The reason, Lave said, is that neither the improvements made to the operation of America's electric grid since the blackout nor additional changes included in the energy bill address a fundamental problem in the way that electricity is delivered to American consumers.

The problem, he said, is that the three stages of delivery -- generating the electricity, transmitting it over high-voltage lines and distributing it to end users -- are performed by separate parties that, though they may cooperate, are essentially independent. For decades, that wasn't the case -- most electric companies were monopolies that controlled all three stages in their respective markets.

But deregulation in the 1990s quickly changed all that, splitting the three stages to foster competition so that a customer in Pittsburgh, for example, could order electricity from a supplier Akron, Ohio. Such a scenario would likely involve at least four companies: the generator in Akron, an Ohio transmission company, a Pennsylvania transmission company and a distributor in Pittsburgh.

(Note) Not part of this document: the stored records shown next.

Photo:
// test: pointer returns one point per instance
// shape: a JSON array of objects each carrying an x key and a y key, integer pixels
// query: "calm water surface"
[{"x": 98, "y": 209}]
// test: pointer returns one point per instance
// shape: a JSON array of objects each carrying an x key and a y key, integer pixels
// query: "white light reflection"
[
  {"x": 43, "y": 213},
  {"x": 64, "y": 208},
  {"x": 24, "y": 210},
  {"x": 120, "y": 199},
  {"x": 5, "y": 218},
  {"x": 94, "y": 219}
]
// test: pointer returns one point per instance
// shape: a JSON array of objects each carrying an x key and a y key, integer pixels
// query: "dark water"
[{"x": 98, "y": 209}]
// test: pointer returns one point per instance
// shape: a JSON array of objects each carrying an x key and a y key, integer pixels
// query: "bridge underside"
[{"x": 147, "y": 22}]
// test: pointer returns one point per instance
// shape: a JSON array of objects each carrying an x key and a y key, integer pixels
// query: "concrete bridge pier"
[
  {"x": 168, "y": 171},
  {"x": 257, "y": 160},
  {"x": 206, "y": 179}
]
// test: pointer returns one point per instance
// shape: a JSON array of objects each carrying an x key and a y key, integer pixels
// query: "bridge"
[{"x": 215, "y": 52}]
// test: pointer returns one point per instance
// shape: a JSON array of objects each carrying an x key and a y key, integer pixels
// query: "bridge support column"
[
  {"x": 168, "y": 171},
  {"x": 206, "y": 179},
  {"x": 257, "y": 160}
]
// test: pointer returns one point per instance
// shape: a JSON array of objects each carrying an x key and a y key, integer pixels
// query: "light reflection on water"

"Deregulation has tended to make things worse because you no longer had a utility that was responsible for providing reliability in its service area," Lave said.

Instead, the reliability of the grid -- the three elements from the generating plants to the transmission lines to the local distributors -- depends on the cooperation of and communication among the various providers.

Two years ago this week, that cooperation and communication broke down. At the time, electric companies relied on "courtesy calls" to learn what was happening with one another, but there were no set procedures for making sure information was shared promptly and completely.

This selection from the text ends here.